Convening, Attendance, Representation, and Voting
Convening the General Meeting
The general meeting is convened by company directors or liquidators. It’s convened when deemed in the company’s interest, on dates or within terms established by law and bylaws, or at the request of partners/shareholders representing 5% of the capital.
Convening Methods
- Announcement on the company’s website.
- If no website or if not duly registered, announcement in the BORME and a major daily newspaper in the registered office’s province.
- Bylaws may allow for written, individual notices guaranteeing receipt by all partners/shareholders.

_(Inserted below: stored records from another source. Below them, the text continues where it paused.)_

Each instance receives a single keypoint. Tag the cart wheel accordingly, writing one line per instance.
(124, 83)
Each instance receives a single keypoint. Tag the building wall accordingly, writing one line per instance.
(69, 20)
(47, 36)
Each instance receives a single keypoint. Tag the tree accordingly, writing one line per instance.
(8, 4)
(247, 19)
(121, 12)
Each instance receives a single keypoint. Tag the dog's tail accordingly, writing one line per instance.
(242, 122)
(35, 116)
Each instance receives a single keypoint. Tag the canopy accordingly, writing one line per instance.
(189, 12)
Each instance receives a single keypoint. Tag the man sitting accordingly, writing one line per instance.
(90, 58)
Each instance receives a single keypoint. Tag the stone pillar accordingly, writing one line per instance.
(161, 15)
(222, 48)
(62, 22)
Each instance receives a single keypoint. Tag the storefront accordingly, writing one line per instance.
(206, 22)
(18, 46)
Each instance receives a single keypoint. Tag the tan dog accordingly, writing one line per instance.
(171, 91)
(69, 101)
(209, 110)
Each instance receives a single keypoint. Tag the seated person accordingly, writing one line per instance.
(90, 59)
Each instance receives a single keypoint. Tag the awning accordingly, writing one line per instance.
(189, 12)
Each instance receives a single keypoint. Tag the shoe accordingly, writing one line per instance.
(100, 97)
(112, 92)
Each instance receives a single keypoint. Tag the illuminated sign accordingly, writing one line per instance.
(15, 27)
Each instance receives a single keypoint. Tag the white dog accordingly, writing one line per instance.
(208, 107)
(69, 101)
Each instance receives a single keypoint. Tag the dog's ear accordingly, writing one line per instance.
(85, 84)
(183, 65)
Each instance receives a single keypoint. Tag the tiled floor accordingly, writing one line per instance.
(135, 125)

Convening occurs at least one month in advance for JSCs and fifteen days in advance for LLCs.
Representation
Partners/shareholders may be represented by another person. Regulations differ depending on the company type.
In JSCs, if directors, custodian institutions, or ledger entry parties request proxy status, the power of attorney document must include the agenda, voting instructions request, and information on the proxy’s voting in the absence of instructions.
Constitution, Decision Adoption, and Challenges
Constitution (Quorum)
- Ordinary (First Call): Shareholders present/represented must own at least 25% of subscribed capital with voting rights, unless bylaws specify a higher percentage.
- Ordinary (Second Call): No quorum unless specified in bylaws.
- Stricter Cases (e.g., bylaw amendments, bond/debenture issuance, structural changes): 50% in the first call and 25% in the second, though bylaws may require larger majorities.
Quorum requirements don’t apply to LLCs.
Adoption of Decisions
In LLCs, decisions are adopted by a majority of votes cast, representing at least one-third of the votes (Art. 198).
Stricter majorities are needed for certain decisions:
- Capital increase/reduction and bylaw amendments: Over half of the votes.
- Authorizing directors to engage in activities similar or complementary to the company’s purpose, structural changes, etc.: Two-thirds of the votes.
Challenging Decisions
The LSC allows challenges to corporate decisions in LLCs and JSCs in three cases:
- Contrary to law.
- Contrary to bylaws.
- Detrimental to corporate interest, benefiting specific partners/shareholders or third parties.